Remembering Montevideo Maru

Editorial, Normal
Source:

The National, Friday July 6th, 2012

SEVENTY years to the day it plunged into the murky depths of the South China Sea, the tragedy of the Japanese transport ship, the Montevideo Maru, was revisited last Sunday when a memorial was unveiled to commemorate those who perished.
More than 1,000 people gathered at the Australian War Memorial in Canberra for a commemorative service to remember those who lost their lives in Australia’s worst maritime disaster.
Between midnight and dawn of July 1, 1942, the Montevideo Maru was torpedoed by the American submarine USS Sturgeon, whose captain was unaware there were prisoners of war on board.
The ship had left Rabaul on June 22, 1942, bound for Hainan Island and was not marked as a PoW transport.
Only a few members of the Japanese crew survived. The 1,054 prisoners, battened down in the locked hatches, went down to a watery grave. One can scarcely imagine the terror they would have experienced in their final moments.
Fires and explosions from the torpedo hit and sea water rushing into the ship would have caused chaos and panic in the pre-dawn darkness. More than 200 of the prisoners were civilians, while the rest were captured Australian service personnel.
Sunday’s service and the steel sea-themed memorial provided belated recognition for the victims, whose deaths were not known for more than three years after the ship went down, and their long-suffering relatives.
The Japanese government did not publicly reveal the tragedy until after the war, giving cause for false hope to relatives of the victims that their loved ones would return when the war ended.
The non-disclosure would probably have suited the allied governments as well. Such horrible news would have been catastrophic for public morale, when the war was still raging and Australia was bracing for a Japanese invasion.
After the war, the sinking of the PoW ship was overshadowed by the more “fashionable” tales of the sinking in naval battles of the HMAS Perth and HMAS Sydney.
Relatives of those who died on the Montevideo Maru have long campaigned for a memorial and would have felt a sense of satisfaction at achieving their goal last Sunday.
PNG High Commissioner Charles Lepani and Australian Education Minister Peter Garrett were among those who attended the memorial service, at which those who died were formally named for the first time. The full list of victims was among prisoner of war records recently provided to the Australian government by the Japanese government.
Garrett has a personal connection to the tragedy. His grandfather, Tom Vernon Garrett, went down with the ship.
“My grandfather was a planter in New Britain,” Garrett told the memorial service.
“Today is incredibly moving for me because it fills this big gap in my family history. It also opens up for us an understanding of what I think was one of the most important events in World War II in the Pacific theatre.”
Garrett said it had taken his family years to come to terms with the loss of his grandfather. “I think in part because there were no records,” he said.
He said families had suffered their losses in silence.
“It was quite a stoic generation.
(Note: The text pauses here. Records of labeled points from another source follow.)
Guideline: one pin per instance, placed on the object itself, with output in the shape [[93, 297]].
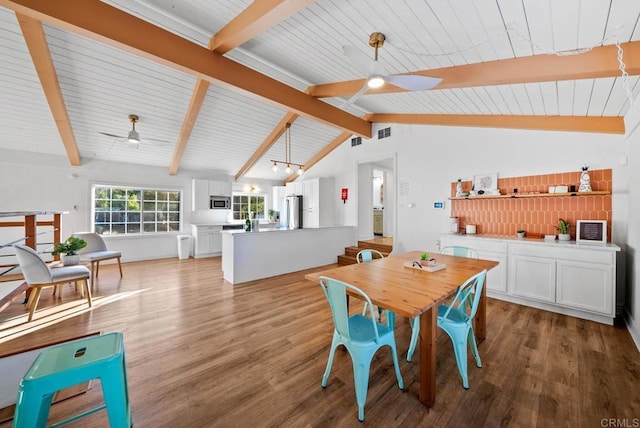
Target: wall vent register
[[384, 133]]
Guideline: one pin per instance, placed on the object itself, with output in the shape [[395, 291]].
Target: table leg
[[428, 325], [480, 321]]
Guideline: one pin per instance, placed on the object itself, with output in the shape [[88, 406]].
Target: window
[[127, 210], [245, 203]]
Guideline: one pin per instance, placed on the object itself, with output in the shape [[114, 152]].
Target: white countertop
[[280, 230], [537, 241]]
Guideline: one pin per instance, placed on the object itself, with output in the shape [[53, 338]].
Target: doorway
[[376, 201]]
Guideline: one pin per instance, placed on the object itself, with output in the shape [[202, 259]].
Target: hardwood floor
[[203, 353]]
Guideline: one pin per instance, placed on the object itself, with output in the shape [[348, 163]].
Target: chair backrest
[[365, 256], [34, 269], [336, 293], [94, 242], [459, 251], [468, 296]]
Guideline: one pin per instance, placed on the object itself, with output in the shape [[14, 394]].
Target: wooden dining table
[[412, 292]]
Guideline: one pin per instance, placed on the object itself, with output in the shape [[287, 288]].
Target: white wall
[[31, 181], [633, 241]]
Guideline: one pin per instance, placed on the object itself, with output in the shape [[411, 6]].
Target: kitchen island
[[247, 256]]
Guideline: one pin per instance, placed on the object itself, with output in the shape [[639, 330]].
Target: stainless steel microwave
[[220, 203]]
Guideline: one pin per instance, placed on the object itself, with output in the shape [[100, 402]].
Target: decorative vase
[[68, 260]]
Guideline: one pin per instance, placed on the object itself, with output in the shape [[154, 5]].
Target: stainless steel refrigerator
[[294, 212]]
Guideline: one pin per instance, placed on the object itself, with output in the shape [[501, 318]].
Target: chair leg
[[33, 301], [332, 353], [120, 267], [396, 365], [93, 272], [415, 335], [87, 290], [361, 367], [474, 348], [459, 341]]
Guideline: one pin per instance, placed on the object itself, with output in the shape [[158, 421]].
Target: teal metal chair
[[456, 319], [72, 363], [366, 256], [361, 335], [452, 250]]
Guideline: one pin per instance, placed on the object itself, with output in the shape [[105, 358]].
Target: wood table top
[[405, 291]]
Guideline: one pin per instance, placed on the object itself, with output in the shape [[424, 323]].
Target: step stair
[[349, 256]]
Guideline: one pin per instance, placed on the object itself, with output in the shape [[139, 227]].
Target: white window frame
[[171, 215]]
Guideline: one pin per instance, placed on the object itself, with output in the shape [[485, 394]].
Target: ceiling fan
[[376, 75], [133, 136]]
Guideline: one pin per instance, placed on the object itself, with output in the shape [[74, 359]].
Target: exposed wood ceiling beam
[[607, 125], [599, 62], [277, 132], [36, 41], [102, 22], [334, 144], [259, 16], [199, 92]]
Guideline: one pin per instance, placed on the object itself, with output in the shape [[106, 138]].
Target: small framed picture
[[591, 231], [485, 182]]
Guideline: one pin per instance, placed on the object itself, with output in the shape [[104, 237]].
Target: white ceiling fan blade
[[155, 140], [413, 82], [362, 62], [111, 135], [355, 97]]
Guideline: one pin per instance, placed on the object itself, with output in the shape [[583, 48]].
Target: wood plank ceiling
[[73, 76]]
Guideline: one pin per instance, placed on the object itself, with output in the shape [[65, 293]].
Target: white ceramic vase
[[70, 260]]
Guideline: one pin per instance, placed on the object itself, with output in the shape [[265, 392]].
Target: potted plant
[[424, 259], [69, 249], [563, 230]]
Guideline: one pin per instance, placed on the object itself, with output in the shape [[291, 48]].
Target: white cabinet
[[533, 277], [577, 277], [577, 280], [200, 194], [207, 240], [279, 193], [203, 189], [587, 286]]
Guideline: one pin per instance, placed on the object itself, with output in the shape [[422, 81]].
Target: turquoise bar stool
[[72, 363]]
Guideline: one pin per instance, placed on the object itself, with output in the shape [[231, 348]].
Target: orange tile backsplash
[[535, 215]]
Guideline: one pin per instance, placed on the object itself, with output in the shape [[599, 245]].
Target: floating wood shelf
[[533, 195]]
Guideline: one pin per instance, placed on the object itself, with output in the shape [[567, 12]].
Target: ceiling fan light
[[375, 81], [133, 137]]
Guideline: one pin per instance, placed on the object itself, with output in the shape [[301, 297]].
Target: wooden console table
[[30, 224]]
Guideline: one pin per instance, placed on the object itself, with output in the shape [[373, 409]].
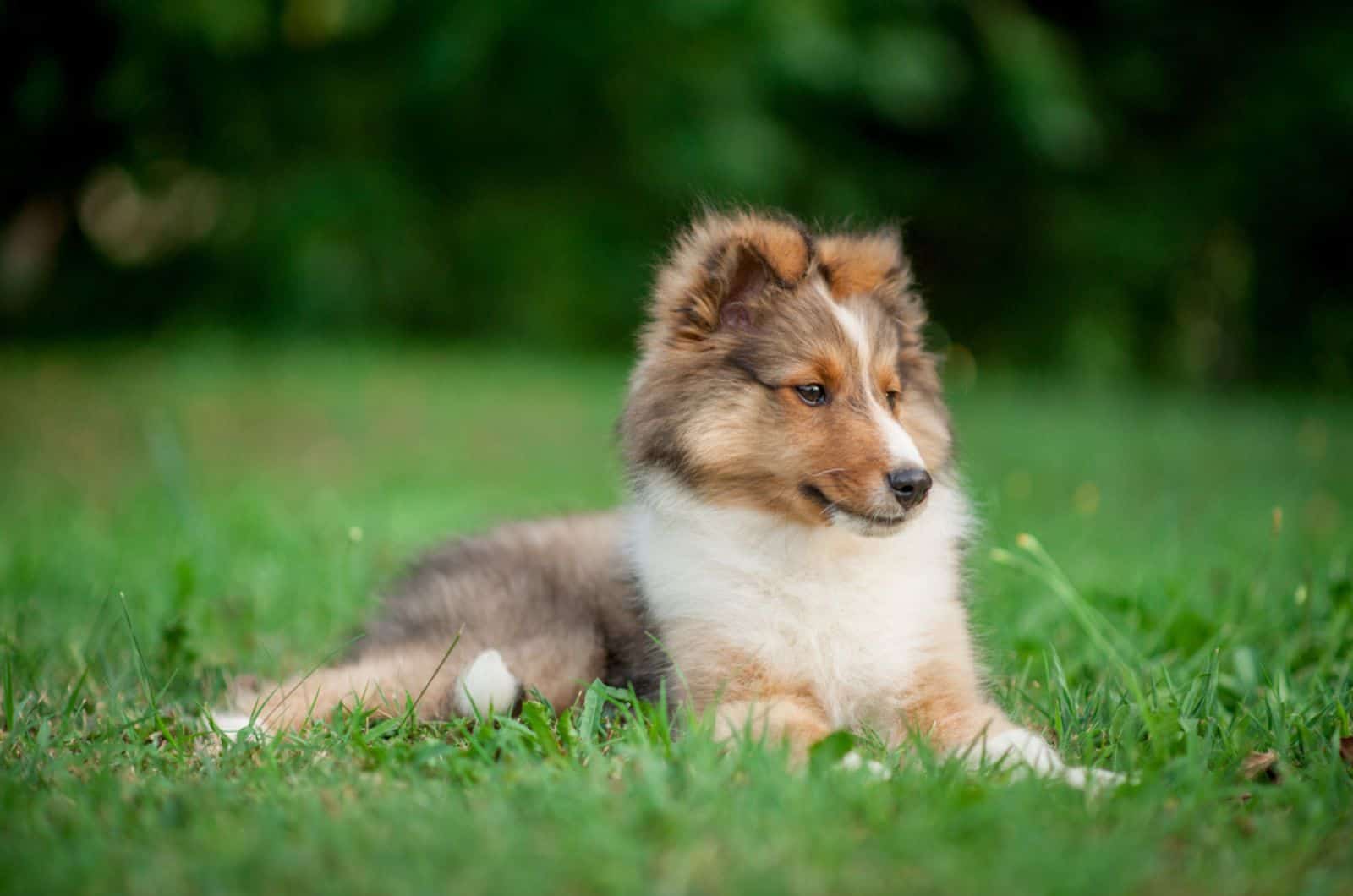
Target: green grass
[[169, 516]]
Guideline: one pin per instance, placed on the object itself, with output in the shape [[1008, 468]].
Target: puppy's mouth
[[832, 511]]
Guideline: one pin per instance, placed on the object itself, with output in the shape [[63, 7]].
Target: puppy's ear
[[872, 265], [723, 267]]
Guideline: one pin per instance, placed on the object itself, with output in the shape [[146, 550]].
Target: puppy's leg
[[793, 720], [946, 706]]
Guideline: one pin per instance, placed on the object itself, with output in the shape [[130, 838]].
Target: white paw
[[1021, 749], [1025, 751], [233, 724], [854, 762], [1093, 780], [487, 684]]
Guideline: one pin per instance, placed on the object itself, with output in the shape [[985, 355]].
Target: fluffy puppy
[[793, 540]]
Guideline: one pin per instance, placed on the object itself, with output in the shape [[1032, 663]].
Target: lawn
[[173, 515]]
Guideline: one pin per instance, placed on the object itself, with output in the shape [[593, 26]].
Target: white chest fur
[[852, 616]]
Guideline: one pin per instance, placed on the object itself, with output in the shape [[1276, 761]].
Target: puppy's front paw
[[1026, 751], [1093, 780], [856, 762]]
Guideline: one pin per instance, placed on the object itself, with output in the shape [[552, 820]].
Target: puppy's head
[[785, 371]]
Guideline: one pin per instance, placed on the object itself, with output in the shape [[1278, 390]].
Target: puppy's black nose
[[910, 485]]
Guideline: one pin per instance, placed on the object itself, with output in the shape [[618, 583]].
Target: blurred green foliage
[[1103, 186]]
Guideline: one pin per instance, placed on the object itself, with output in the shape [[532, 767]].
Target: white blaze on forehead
[[854, 331], [901, 450]]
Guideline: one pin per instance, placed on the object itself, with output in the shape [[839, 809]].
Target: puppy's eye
[[812, 394]]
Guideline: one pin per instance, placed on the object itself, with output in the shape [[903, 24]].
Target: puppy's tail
[[486, 684]]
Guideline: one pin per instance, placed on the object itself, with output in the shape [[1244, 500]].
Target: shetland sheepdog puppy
[[791, 556]]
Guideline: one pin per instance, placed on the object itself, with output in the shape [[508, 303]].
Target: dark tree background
[[1104, 187]]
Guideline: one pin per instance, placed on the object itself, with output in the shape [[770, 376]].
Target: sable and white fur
[[773, 546]]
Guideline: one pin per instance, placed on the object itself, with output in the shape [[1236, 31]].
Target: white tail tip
[[486, 682]]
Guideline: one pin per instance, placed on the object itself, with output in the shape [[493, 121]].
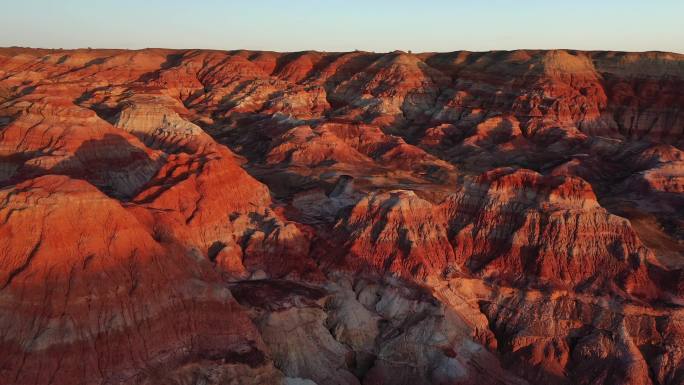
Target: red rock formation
[[495, 217]]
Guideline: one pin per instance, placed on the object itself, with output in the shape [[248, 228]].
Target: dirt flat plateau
[[242, 217]]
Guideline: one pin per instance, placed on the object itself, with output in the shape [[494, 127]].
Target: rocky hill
[[215, 217]]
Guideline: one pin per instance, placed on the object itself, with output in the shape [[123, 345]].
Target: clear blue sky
[[336, 25]]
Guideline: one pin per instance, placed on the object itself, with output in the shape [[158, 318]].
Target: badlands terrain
[[212, 217]]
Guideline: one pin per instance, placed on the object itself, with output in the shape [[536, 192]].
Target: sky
[[335, 25]]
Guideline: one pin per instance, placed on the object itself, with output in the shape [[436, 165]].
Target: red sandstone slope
[[201, 216]]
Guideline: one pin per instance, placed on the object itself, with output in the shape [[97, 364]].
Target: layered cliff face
[[208, 217]]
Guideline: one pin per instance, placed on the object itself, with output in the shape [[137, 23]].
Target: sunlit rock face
[[212, 217]]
In my family, there was a bit of a stiff upper lip approach to all this but, beneath the surface, there is very clearly an aching sense of loss.”
He said the unveiling of a memorial to the victims would “close the circle to some extent on this extraordinary and tragic event”.
“The delay in formal notification both of those who lost their lives in the event itself and the subsequent response by Australian governments in the post-war period had paucity about it which is still puzzling,” Garrett said.
Australian army chief Lt-Gen David Morrison, who was the guest speaker, said the sinking of the Montevideo Maru was one of the most tragic events of Australian military history and was the culmination of a chain of disastrous strategic and tactical decisions.
“Far too many brave young Australians paid the ultimate price for it. The dead of the Montevideo Maru silently rebuke Australia and remind us some 70 years later of the consequences of neglect of the nation’s defence,” he said.
Donald Hook, from the Rabaul and Montevideo Maru Society, later told the ABC the memorial provided long awaited recognition and some closure for relatives.
“They have never been recognised. They were not treated very well by various levels of (the Australian) government,” he said.
“It gives them great pride at long last that they have been recognised. It is very significant, a sort of sense of finality to the whole thing.”
The commemoration service included a flyover of 1930s military aircraft including a Wirraway, Hudson bomber and a Catalina flying boat.
The Salvation Army brass band from Melbourne performed an anthem written by Catholic missionary nuns from New Britain. The anthem pays tribute to the Australian soldiers who liberated the nuns from Japanese internment.
The commemoration service and the memorial to the victims of the Montevideo Maru disaster serves to remind us of another, more recent tragedy – the sinking of the mv Rabaul Queen early this year.
The victims of that tragedy, too, deserve a memorial. It is to be hoped that the report into the sinking, which was handed to the government a few days ago, will be made public, and that any recommendations would be accepted and implemented as a matter of priority.
This would help prevent a similar tragedy from occurring in future, and the victims of the Rabaul Queen would not have died in vain.

Sanjay Bhosale,

a former associate editor of The National, is a Canberra journalist.